Uber has taken a significant step towards the open source world by releasing the code of its latest data visualisation framework Deck.gl 4.0. The new development is an upgrade to the original open source solution that was launched by the San Francisco-based startup in last November.

Powered by WebGL, Uber’s Deck.gl 4.0 is aimed to let developers rapidly visualise and explore data sets. While visualising data sets at scale is quite difficult for individual programmers, a major user-engaged company like Uber can easily build and test an effective solution.

Alongside developing the solution for developers, the data visualisation team at Uber has itself been using the framework to tailor the cab-hailing experience.

“Deck.gl lets us extract both historical and real-time insights from large, complex data sets, allowing us to think in 3D,” said Nicolas Garcia Belmonte, who leads Uber Engineering’s data visualisation team.

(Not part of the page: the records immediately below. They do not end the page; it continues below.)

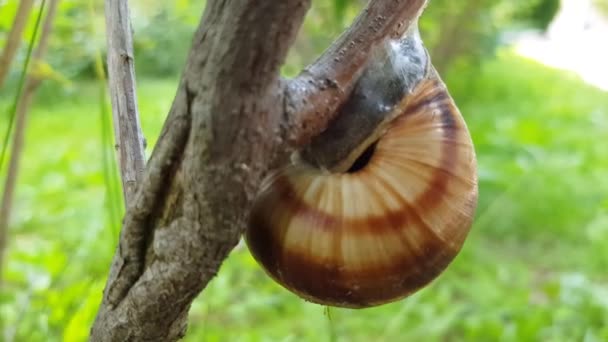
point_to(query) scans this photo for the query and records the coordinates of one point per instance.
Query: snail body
(386, 225)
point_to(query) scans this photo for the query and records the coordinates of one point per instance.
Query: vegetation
(532, 269)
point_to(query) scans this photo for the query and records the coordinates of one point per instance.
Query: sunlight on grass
(532, 269)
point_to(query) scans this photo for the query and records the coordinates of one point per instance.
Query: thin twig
(31, 84)
(314, 96)
(121, 74)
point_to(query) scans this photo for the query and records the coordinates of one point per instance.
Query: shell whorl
(377, 234)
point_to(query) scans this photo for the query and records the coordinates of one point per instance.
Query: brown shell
(378, 234)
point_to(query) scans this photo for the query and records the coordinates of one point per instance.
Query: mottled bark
(233, 119)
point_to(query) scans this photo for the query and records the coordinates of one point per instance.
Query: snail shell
(383, 229)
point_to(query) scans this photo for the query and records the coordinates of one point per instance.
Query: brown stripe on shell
(326, 281)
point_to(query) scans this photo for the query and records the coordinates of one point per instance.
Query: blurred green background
(533, 269)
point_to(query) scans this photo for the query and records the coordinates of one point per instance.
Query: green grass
(533, 269)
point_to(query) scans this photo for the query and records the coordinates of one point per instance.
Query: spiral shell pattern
(377, 234)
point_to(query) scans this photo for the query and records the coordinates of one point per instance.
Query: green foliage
(533, 268)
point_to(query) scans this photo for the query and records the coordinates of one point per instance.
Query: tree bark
(233, 119)
(29, 88)
(121, 72)
(14, 38)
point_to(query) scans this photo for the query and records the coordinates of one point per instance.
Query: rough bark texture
(121, 71)
(14, 38)
(21, 114)
(233, 119)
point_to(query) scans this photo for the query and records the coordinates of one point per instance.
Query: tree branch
(225, 131)
(314, 96)
(121, 72)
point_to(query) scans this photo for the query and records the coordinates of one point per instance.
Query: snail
(380, 203)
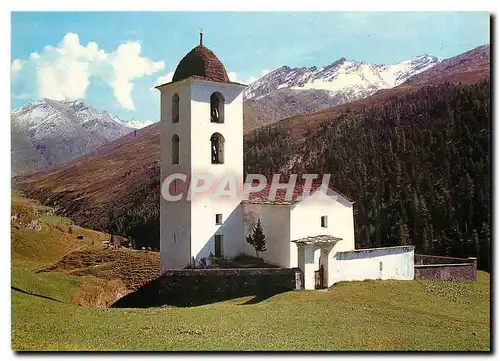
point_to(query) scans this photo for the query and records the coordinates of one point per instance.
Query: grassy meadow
(369, 315)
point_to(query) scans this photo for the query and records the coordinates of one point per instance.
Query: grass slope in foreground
(370, 315)
(374, 315)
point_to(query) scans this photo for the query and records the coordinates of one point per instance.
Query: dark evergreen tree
(257, 239)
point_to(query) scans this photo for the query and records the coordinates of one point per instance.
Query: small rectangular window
(218, 218)
(218, 246)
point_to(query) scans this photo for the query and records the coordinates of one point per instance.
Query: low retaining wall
(193, 287)
(446, 268)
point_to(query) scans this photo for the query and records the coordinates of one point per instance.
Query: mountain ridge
(50, 132)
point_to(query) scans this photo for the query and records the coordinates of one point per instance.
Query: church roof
(203, 63)
(321, 239)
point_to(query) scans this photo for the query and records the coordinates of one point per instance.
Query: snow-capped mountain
(49, 132)
(351, 79)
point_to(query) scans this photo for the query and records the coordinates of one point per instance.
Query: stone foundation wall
(446, 268)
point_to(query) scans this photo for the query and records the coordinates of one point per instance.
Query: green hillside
(371, 315)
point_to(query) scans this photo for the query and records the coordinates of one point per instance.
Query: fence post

Uber engineers have designed Deck.gl 4.0 to fulfill three key areas, including advanced geospatial exploration, beyond maps to non-geospatial visualisations and easier usability. There is a set of new layers like GeoJSON as well as grid and hexagon layers to cover more use cases over the previous Deck.gl release.

The new update is also designed to handle large data volumes in any viewports, including standard 3D perspective and orthographic viewports. Uber has provided a special 3D surface layer that lets experts explore surfaces beyond 2D plots. Likewise, there is a point-cloud layer to receive accurate models of reality from 3D point-cloud data visualisation.

Easier experience

Belmonte and his team have taken some initiatives to make Deck.gl easier to use than its predecessor. There is a detailed documentation that has been prepared in response to user feedback. Also, there are various standalone examples with minimal configuration files.

The examples come with files such as package.json and webpack.config.js that are touted to require minimal configuration. Further, you can copy the available examples directly to new files to make the data visualisation faster.

You can access the Deck.gl code directly from its GitHub repository. The online listing also includes the examples folder to ease your development.